У хозяев отца, видимо, не было своих детей, а, может быть, они уже выросли к тому времени, когда ландехский житель появился во Владимирской слободе. Во всяком случае к «мальчику» в магазине относились как к младшему члену в строгой патриархальной семье. Скуповатая и суховатая хозяйка время от времени наведывалась в лавку и отдавала распоряжение приказчику: «А ну-ка, отбери лоскутков Васютке на рубашки». И сама шила ему сразу несколько сатиновых рубашек. Розовые, голубые, в полосочку и в цветочек, они приводили деревенского мальчика в восторг и количеством, и новым блеском ткани — мог ли он дома мечтать о стольких обновах сразу? А хозяйка еще следила, чтобы по праздникам он, подпоясавшись пояском, на конец его подвешивал бы гребешочек, предварительно гладко причесавшись и смазав кудрявые волосы деревянным маслом.
Ну а кроме новых рубашек, чего стоило обилие астраханских арбузов? Для жителя глухой северной деревни арбуз — самое диковинное лакомство. Раз в год на ярмарке в Ландехе, что устраивалась в день покрова Богородицы на соборной площади, иногда продавали арбузы, но ломтями, о целом никто и не мечтал. А тут, в Астрахани, в первый же день по приезде после обеда хозяйка спросила нового работника:
— А ты, Васютка, будешь чай пить или арбуз есть?
Он очень удивился такому выбору, но еще больше был поражен, получив в полное свое распоряжение целый арбуз и ломоть прекрасного белого хлеба. И долго еще не мог привыкнуть к этому астраханскому угощению, удивляясь, что взрослые приказчики предпочитали ему чай в скупую прикуску. Только потом он понял, как дорожила хозяйка каждым куском сахара и как была довольна его выбором — арбузы, в отличие от сахара, здесь ничего не стоили.
Ну а рыба? Обилие и вкус астраханской рыбы тоже его, лесного жителя, долго поражали. А необычные овощи? Понадобилось много времени, чтобы он, взращенный на грибах, квасе и пшенной каше, привык к помидорам, до Астрахани он их и не видел и поначалу они вызывали в нем отвращение. А верблюды? Киргизы? Восточный базар? А громадность великой реки, на берегу которой он теперь жил и рос?
В общем, воспоминания отца о жизни в слободе Владимирской были скорее любовными и уютными, чем грустными. Там открылась ему широта мира. Впрочем, как и всегда у него, и эти волжские воспоминания были крайне скупыми.

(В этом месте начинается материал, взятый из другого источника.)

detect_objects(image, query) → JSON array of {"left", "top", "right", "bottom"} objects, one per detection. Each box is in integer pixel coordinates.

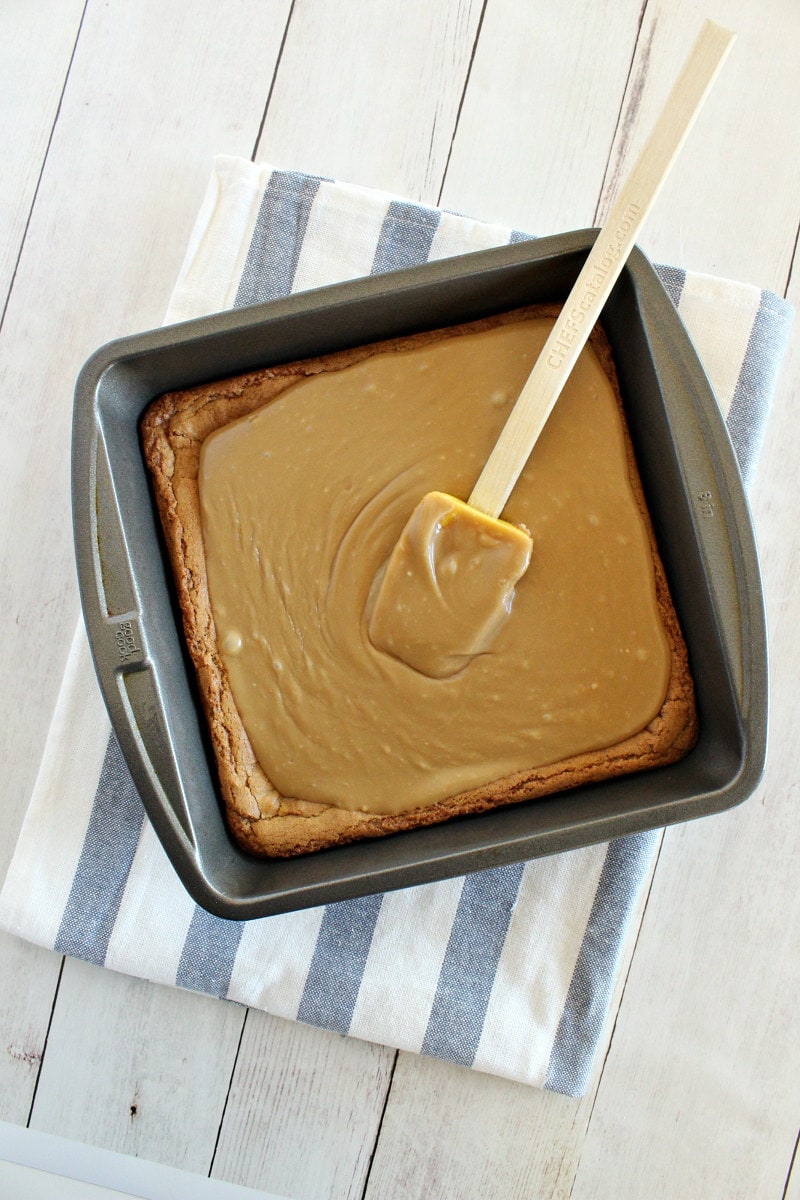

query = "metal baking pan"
[{"left": 72, "top": 230, "right": 768, "bottom": 919}]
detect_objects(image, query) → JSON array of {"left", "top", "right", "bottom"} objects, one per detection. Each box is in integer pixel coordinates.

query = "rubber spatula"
[{"left": 368, "top": 20, "right": 735, "bottom": 678}]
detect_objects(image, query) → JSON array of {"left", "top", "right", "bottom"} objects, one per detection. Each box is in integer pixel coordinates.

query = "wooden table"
[{"left": 0, "top": 0, "right": 800, "bottom": 1200}]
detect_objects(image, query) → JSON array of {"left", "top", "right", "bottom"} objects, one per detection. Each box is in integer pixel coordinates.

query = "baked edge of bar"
[{"left": 140, "top": 305, "right": 697, "bottom": 858}]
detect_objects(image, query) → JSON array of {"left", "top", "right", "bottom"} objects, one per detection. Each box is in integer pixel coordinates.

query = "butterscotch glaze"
[
  {"left": 367, "top": 492, "right": 531, "bottom": 679},
  {"left": 198, "top": 318, "right": 670, "bottom": 812}
]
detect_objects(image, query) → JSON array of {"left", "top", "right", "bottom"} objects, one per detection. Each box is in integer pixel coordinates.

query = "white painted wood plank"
[
  {"left": 443, "top": 0, "right": 642, "bottom": 234},
  {"left": 365, "top": 844, "right": 650, "bottom": 1200},
  {"left": 30, "top": 959, "right": 245, "bottom": 1175},
  {"left": 0, "top": 0, "right": 84, "bottom": 310},
  {"left": 572, "top": 250, "right": 800, "bottom": 1200},
  {"left": 0, "top": 1121, "right": 289, "bottom": 1200},
  {"left": 601, "top": 0, "right": 800, "bottom": 292},
  {"left": 782, "top": 1133, "right": 800, "bottom": 1200},
  {"left": 257, "top": 0, "right": 481, "bottom": 203},
  {"left": 365, "top": 1054, "right": 590, "bottom": 1200},
  {"left": 0, "top": 932, "right": 61, "bottom": 1124},
  {"left": 212, "top": 1012, "right": 395, "bottom": 1200},
  {"left": 0, "top": 0, "right": 289, "bottom": 1168},
  {"left": 0, "top": 0, "right": 288, "bottom": 870}
]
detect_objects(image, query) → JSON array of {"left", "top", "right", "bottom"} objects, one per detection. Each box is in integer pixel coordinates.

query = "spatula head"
[{"left": 368, "top": 492, "right": 533, "bottom": 679}]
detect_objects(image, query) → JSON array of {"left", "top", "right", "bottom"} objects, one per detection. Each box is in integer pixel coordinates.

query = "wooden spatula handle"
[{"left": 469, "top": 20, "right": 735, "bottom": 517}]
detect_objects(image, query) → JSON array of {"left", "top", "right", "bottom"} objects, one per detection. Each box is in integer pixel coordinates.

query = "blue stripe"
[
  {"left": 175, "top": 907, "right": 245, "bottom": 996},
  {"left": 728, "top": 285, "right": 793, "bottom": 485},
  {"left": 545, "top": 829, "right": 660, "bottom": 1096},
  {"left": 54, "top": 734, "right": 144, "bottom": 965},
  {"left": 372, "top": 200, "right": 441, "bottom": 275},
  {"left": 234, "top": 170, "right": 323, "bottom": 308},
  {"left": 422, "top": 863, "right": 524, "bottom": 1067},
  {"left": 297, "top": 895, "right": 383, "bottom": 1033},
  {"left": 655, "top": 264, "right": 686, "bottom": 308}
]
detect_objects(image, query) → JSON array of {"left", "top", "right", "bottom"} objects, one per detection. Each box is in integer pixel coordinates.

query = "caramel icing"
[
  {"left": 367, "top": 492, "right": 531, "bottom": 679},
  {"left": 198, "top": 318, "right": 670, "bottom": 814}
]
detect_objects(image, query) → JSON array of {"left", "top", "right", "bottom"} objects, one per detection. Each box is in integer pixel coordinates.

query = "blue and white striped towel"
[{"left": 0, "top": 158, "right": 792, "bottom": 1096}]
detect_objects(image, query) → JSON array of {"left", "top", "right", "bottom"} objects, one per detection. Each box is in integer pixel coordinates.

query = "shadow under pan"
[{"left": 72, "top": 230, "right": 768, "bottom": 919}]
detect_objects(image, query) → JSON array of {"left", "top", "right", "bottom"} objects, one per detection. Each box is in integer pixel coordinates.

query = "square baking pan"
[{"left": 72, "top": 230, "right": 768, "bottom": 919}]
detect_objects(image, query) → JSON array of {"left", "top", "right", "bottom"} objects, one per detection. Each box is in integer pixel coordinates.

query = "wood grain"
[
  {"left": 0, "top": 0, "right": 800, "bottom": 1200},
  {"left": 443, "top": 0, "right": 647, "bottom": 234},
  {"left": 597, "top": 0, "right": 800, "bottom": 293},
  {"left": 212, "top": 1012, "right": 396, "bottom": 1200},
  {"left": 257, "top": 0, "right": 481, "bottom": 204},
  {"left": 30, "top": 959, "right": 245, "bottom": 1175},
  {"left": 573, "top": 246, "right": 800, "bottom": 1200},
  {"left": 0, "top": 0, "right": 84, "bottom": 311}
]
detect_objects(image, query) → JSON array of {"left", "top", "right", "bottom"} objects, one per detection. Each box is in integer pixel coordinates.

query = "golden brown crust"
[{"left": 142, "top": 306, "right": 697, "bottom": 857}]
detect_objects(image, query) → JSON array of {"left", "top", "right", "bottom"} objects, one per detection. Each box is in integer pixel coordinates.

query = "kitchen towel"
[{"left": 0, "top": 157, "right": 792, "bottom": 1096}]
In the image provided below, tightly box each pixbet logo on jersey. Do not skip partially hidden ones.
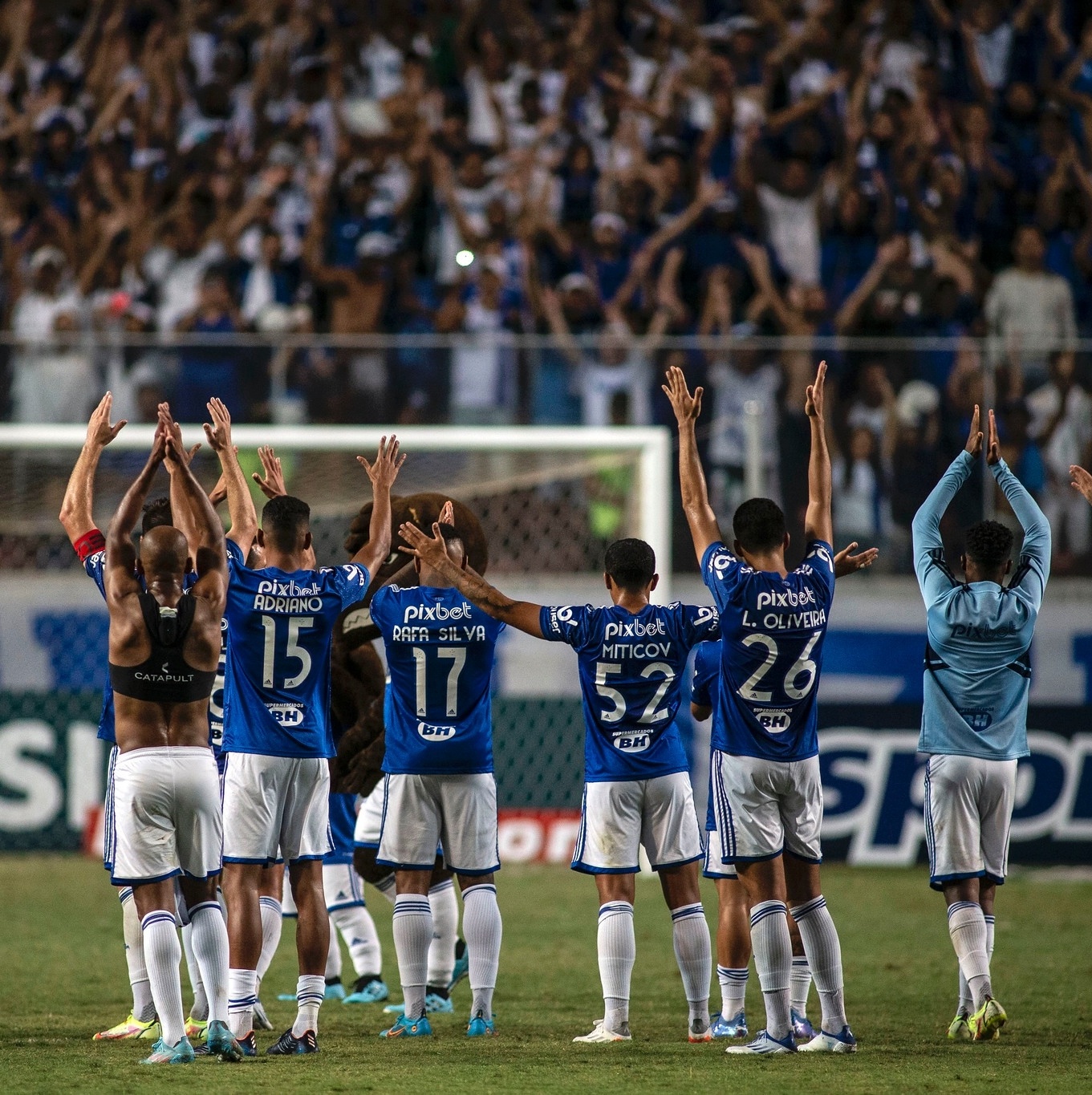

Потому-то — сразу из-за этих двух причин вместе — не очень понятным видится мне тот поворот в его биографии в 1905 году, который прервал его астраханское житье и привел в Сибирь.
Я с детства знала, что отец мой как-то причастен к революции, но все, что касалось этой стороны его жизни, осталось для меня смутным, неопределенным, туманным. Сам он никогда на эту тему не заговаривал. Может, и так молчалив был, привыкнув не распространяться о самом важном? В нашей жизни такое воздействие обстоятельств на склад характера не столь уж редко.
В 1957 году, летом, отец слег в постель с инфарктом. Это случилось вскоре после того, как они с Анной Ивановной получили комнату на 3-й Фрунзенской улице — с балконом, ванной, кухней, в двухкомнатной квартире, где их соседями оказалась супружеская пожилая пара. По тем временам все это виделось просто роскошным, и боюсь, что радостное волнение по поводу переезда и стало причиной болезни.